ある日、すごく美しい女性と一緒になりました。ご婦人と表現するべき不思議な品のある人でした。街歩きするようなデニムにニットというラフなスタイルで、手には不似合いなコンビニのビニール袋を下げているだけでした。ものすごく旅慣れているのだろうと理解していました。
一緒にいた数人とと世間話をしていました。
「香港は金の売り買いが盛んだよね」
「中国では危機に備えて、財産は金や宝石に交換したんだよ。」
「金の延べ棒か・・・わたしルパン三世のアニメでしか見たことないわ。」
そんな世間話をしていたら、その美しいご婦人が、「あらそうなの!みせてあげるよ」コンビニの袋をガソゴソして小さな塊を出してきました。

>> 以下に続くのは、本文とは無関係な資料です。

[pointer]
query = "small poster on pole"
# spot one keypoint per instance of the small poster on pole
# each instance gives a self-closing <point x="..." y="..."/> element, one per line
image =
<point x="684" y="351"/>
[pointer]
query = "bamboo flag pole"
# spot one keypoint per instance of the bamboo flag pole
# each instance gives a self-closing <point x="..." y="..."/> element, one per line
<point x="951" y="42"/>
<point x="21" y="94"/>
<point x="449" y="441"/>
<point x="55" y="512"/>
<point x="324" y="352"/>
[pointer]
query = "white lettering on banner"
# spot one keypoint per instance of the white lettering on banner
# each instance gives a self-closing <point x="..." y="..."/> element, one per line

それは確かに金属の塊ですが、想像していたピカピカの代物ではなく、どんよりした鈍い色をしていました。そもそも金なんてデパートの貴金属売り場のショーケースの中しか見たことがありません。コンビニの袋から出して来るなんて、偽物じゃないのかと疑惑が沸いていました。そこでダメもとで言ってみました。
「わたしは金の塊なんて触ったこともないので、もしよろしければ、それを持たせてもらっていいですか?」
「いいよ」とご婦人は、気さくにわたしの掌に金をのせてくれました。
3,4センチの長方形の塊が、わたし掌に触れた途端、予想もしていなかった重みを感じ、どーんと手が10センチ以上、下がりました。
小さな金ですが、途方もなく重かったのです。
これこそが資産の重みなのでしょう。
わたしは貴重な経験を与えてくれたことに丁重にお礼をいいました。婦人は、にこりと微笑みました。そしてビニール袋に金を入れて「それじゃ売ってくるわー」と街の雑踏に消えて行きました。
それっきりご婦人と会うこともないし、香港での仕事も終わりました。
・・・・・
時は流れて今の香港は、あの頃の香港とは変わってしまいました。エネルギッシュで不思議な人たちと出会った香港に、わたしはもう行くこともないでしょう。
いまでも時どきコンビニのビニール袋を見ると、雑踏に消えていった婦人と、手のひらに感じた金塊の重さを思い出すのです。
・・・・・
若い頃、クリスマスに時期が近づくと他の人が持っているような指輪や、ネックレスや、ブランドバックが欲しくなりました。クリスマスイブも、みなと同じようなデートに出かけます。そして時期が過ぎると、憑き物が落ちたように、どうでも良くなるのです。
あの頃のわたしは、購買欲を掻き立てられるテレビ番組や雑誌を見ては、皆と同じ場所に立ちたいという欲求に踊らされていたようです。バカでした。
もうクリスマスになっても、昔のように欲しくもないものを見栄で欲しいとは思わなくなりました。ようやく歳を重ねて、ようやく独りのクリスマスを楽しめるわたしになったのです。
でも
1つだけ
わたしは金塊が欲しい。
時に人を救い、人を狂わせ争いを招く金塊。
わたしだけが知っているあの重みを、もう一度感じてみたいのです。
そんなことを思う、ちょっとヤバい女になりました。